Without question, the worst part of living in Niger is the abundant population of Creepy-Crawlies. I've had more than my share of misadventures with scorpions, maggots, cockroaches, the famed midjin kanama, snakes, earwigs, grasshoppers, and locust. And those are only the ones I've written about!
Apart from the occasional ant or termite that gets lost and wanders into my house, the bugs have actually been living according to our truce: they don't come inside, and I ignore them when I see them outside.
That is, until the other night.
It was late and I was turning on my fans (yes, plural) for the night. As I walked to my bed, I spotted my laundry basket on the floor. It was full of freshly folded clothes that my amazing and wonderful househelper R. had folded for me. Feeling overwhelmed with thankfulness for this servant-hearted joyful woman that helps take such good care of me, I started to pray 'Oh thank you God for R.! Without her I wouldn't be able to live in Niger! My clothes would be dirty all the time and so would my hou---WHAT THE!?!?!? WHAT ARE YOU DOING IN HERE!?!? OH NO YOU DON'T!'
There, sticking out from under my basket was a long spine that forked at the end. Attached, were thousands of skinny hairy legs.
He knew he had been spotted, so he lay there, still . . . probably hoping that playing-dead would lead me to turn off my light, hop in bed, and whisper a sweet eulogy for this dearly-departed invader.
He couldn't have been more wrong.
Like a raging lunatic, I ripped a stray flipflop from its resting place near the basket (cause Lord knows I didn't want bug-guts on the bottom of the ones I was already wearing!). I lifted my shoe-turned-club above my head and swung.
There's a reason I only played one season of softball in middle school before permanently switching to soccer.
I've never been good with a bat.
My nemesis slowly inched himself further through the webbing of my plastic basket.
'WHERE DO YOU THINK YOU'RE GOING?!?!' I threatened him, as I lifted the basket up a few inches from the floor, then slammed it on the gray painted concrete below.
This time his legs raced in unison.
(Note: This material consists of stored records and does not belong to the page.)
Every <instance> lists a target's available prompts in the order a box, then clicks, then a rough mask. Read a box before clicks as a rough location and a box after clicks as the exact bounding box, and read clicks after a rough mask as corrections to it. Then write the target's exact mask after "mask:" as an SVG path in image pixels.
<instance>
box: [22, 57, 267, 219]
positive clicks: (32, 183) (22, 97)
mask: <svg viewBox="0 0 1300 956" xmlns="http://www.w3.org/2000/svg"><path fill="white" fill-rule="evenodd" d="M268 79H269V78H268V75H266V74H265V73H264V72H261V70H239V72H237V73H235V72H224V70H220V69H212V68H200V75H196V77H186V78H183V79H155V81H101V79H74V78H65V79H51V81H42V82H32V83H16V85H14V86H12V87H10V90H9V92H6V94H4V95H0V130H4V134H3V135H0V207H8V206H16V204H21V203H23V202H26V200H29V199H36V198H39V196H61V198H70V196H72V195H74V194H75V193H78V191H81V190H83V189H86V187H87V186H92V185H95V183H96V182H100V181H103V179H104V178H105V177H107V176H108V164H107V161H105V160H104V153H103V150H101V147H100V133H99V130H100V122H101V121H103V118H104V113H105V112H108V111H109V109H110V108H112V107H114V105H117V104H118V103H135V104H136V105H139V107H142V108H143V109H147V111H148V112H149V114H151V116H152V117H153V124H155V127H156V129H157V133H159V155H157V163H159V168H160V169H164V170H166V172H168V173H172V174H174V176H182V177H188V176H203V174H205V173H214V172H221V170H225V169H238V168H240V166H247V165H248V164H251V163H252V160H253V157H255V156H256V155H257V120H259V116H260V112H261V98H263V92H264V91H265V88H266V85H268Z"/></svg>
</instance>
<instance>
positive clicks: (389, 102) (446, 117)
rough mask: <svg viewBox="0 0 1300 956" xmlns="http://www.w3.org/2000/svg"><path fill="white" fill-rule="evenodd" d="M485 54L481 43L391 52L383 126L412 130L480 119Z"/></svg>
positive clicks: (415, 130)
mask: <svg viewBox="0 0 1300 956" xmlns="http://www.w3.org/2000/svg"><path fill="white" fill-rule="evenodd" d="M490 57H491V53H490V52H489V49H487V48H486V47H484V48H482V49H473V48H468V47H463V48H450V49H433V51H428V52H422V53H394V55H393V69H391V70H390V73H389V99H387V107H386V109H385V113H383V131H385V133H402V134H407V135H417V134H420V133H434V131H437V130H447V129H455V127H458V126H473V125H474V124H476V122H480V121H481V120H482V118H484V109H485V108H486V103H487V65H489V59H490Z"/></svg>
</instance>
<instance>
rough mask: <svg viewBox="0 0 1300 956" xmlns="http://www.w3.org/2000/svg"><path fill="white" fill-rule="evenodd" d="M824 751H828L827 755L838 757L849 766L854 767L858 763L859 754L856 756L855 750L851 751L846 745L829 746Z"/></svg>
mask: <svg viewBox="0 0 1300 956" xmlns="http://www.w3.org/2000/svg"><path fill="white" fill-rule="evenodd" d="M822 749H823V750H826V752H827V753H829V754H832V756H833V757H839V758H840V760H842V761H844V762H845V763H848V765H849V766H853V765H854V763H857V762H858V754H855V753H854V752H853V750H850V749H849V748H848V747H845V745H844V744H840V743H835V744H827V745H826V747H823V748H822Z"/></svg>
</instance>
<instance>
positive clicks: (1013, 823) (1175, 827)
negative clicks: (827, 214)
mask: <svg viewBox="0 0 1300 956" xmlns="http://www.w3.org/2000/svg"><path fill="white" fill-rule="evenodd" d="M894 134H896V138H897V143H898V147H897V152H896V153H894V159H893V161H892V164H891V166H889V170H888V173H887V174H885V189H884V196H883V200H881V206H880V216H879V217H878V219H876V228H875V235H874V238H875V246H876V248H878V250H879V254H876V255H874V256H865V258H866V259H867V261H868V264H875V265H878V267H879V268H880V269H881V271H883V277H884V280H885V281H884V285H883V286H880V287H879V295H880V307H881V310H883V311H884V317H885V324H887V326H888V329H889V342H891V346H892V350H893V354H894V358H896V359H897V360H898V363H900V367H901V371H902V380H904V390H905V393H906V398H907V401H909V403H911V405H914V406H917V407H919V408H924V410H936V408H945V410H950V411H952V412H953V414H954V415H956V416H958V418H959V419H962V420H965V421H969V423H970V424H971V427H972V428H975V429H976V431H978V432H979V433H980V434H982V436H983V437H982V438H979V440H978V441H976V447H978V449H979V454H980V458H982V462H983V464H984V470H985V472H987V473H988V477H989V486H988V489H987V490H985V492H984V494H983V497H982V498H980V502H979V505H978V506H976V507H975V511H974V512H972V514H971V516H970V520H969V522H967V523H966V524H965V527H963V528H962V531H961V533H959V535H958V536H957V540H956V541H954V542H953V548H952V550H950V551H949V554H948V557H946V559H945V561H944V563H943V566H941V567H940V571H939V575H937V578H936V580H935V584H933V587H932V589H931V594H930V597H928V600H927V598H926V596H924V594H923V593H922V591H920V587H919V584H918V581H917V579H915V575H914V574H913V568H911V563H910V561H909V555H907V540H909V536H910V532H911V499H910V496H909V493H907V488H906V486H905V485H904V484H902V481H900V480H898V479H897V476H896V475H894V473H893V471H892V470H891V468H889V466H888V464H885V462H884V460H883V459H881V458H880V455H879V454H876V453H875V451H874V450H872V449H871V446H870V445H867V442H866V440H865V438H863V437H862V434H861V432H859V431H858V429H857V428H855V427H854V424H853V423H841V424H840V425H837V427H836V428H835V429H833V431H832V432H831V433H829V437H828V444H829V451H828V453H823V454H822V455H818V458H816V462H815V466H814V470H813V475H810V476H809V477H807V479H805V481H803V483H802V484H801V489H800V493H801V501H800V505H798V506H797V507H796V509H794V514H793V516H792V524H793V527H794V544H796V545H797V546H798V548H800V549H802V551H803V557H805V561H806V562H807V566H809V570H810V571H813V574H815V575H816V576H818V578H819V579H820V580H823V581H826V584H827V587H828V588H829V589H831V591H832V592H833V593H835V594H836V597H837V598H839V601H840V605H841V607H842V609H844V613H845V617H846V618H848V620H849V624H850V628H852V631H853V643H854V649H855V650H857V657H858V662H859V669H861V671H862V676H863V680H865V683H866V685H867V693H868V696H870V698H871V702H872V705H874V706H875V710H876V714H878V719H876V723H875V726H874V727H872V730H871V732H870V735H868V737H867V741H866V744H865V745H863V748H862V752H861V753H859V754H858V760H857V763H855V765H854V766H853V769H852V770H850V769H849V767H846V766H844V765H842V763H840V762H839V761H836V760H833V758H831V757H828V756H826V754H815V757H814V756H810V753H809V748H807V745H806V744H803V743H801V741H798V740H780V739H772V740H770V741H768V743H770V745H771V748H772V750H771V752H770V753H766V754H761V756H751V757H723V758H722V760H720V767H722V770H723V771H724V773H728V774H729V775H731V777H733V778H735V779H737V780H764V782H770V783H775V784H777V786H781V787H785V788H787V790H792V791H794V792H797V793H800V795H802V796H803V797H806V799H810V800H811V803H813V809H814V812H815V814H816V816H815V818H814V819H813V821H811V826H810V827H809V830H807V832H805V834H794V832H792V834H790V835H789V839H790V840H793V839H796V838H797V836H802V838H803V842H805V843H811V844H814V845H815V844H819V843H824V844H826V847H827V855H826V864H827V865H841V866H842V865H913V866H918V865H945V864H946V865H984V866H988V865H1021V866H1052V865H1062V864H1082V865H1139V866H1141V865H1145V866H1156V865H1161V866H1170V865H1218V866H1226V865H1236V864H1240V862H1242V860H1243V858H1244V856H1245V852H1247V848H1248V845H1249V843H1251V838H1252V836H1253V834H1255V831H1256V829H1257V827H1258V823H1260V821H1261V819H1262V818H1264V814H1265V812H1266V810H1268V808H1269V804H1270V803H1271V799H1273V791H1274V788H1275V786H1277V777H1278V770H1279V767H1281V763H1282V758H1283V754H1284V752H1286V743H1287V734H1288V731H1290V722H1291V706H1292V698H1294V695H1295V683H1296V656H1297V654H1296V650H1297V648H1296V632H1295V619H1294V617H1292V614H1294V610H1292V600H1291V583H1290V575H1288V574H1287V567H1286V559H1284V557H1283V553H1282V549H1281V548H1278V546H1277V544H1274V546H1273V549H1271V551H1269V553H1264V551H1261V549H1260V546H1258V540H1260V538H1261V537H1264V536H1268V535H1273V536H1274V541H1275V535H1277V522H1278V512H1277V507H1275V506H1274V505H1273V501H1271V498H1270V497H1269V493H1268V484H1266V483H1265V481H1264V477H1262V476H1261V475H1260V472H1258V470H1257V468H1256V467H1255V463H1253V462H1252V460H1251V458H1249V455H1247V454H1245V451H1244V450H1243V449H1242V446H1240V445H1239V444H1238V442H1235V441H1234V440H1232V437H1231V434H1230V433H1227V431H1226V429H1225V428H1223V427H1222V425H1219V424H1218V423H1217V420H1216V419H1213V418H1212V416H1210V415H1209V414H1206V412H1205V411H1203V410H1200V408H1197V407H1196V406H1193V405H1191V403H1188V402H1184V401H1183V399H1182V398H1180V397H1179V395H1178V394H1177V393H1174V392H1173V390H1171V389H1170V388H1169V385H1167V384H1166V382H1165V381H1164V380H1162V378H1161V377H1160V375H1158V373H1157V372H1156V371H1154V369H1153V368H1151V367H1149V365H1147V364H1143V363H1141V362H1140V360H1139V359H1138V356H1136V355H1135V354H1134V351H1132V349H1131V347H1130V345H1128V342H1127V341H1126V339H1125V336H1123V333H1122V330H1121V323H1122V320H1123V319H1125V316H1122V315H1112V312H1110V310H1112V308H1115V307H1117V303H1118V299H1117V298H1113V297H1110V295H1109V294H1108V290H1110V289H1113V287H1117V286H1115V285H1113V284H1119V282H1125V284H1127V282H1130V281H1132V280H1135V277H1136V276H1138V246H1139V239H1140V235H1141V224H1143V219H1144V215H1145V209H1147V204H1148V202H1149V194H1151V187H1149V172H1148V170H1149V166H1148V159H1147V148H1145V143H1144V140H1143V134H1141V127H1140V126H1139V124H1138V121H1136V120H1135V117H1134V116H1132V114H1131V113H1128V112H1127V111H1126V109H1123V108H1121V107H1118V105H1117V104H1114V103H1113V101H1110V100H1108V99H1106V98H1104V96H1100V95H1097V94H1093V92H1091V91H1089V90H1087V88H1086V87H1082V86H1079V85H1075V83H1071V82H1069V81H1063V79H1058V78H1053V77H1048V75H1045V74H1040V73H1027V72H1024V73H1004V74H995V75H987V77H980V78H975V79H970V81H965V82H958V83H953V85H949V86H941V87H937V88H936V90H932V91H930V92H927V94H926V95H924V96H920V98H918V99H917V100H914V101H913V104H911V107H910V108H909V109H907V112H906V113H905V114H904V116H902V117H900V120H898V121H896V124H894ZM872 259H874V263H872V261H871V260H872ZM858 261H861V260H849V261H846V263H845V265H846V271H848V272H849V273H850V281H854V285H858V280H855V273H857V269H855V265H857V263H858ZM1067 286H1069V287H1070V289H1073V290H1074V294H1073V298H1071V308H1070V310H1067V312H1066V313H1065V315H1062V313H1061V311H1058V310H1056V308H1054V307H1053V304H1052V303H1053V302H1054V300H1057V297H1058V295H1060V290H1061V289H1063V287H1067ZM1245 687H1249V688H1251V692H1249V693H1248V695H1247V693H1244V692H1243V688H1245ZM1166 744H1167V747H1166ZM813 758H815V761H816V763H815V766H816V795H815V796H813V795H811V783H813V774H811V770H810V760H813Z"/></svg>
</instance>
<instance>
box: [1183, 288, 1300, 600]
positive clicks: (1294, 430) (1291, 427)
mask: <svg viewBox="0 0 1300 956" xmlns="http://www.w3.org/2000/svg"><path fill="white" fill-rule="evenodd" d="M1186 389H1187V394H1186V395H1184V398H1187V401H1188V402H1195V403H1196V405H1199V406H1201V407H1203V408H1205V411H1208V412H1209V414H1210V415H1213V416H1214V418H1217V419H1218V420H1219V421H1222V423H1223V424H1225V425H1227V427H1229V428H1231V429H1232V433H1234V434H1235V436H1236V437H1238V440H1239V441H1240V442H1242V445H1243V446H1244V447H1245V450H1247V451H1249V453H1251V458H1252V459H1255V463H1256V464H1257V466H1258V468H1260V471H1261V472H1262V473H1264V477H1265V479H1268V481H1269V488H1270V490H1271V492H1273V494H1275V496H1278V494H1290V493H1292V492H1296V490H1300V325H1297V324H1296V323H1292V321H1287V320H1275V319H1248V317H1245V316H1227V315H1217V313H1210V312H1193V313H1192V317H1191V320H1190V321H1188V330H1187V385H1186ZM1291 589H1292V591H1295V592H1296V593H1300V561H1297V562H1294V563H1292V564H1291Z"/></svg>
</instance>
I lifted and slammed again, this time with swift repetitive blows, hoping to crush him in two . . . or three . . . or a million.
When I finally calmed down enough from my slamming-rage to check the floor for splattered-guts, there was nothing.
My brain caught up with my sympathetic fight-reaction and I switched to flight, dropped the basket and jumped onto the bed.
If he wasn't smushed, WHERE WAS HE?!?!
I leapt off the bed and rushed to the phone. I dialed Cool-J and informed her that I wouldn't be alone tonight. Not that I thought she could actually do anything, but sometimes, when it comes to irrational fears, it just helps to have someone who will know the background story should I show up half-eaten by a millipede the next morning.
Needless to say, I didn't sleep well. My imagination had a field-day playing games with my body . . . DID SOMETHING JUST CRAWL UP MY LEG?!?!?! IS THERE SOMETHING WALKING IN MY HAIR?!?!? Yeah, it was a long night.
But the worst part came in the morning. Needing a zunni and scrub top for work, I began to lift items from the basket. Pinching each one with a long-extended arm, I lifted the articles from the basket and shook them. When I was satisfied that it was millipede-less, I flung it on the bed.
Eventually I arrived at the bottom of the basket.
Which, of course, has lead me to the natural conclusion that he is still here, hiding in a dark corner, waiting for the ideal moment to jump out and scare the living daylights out of me.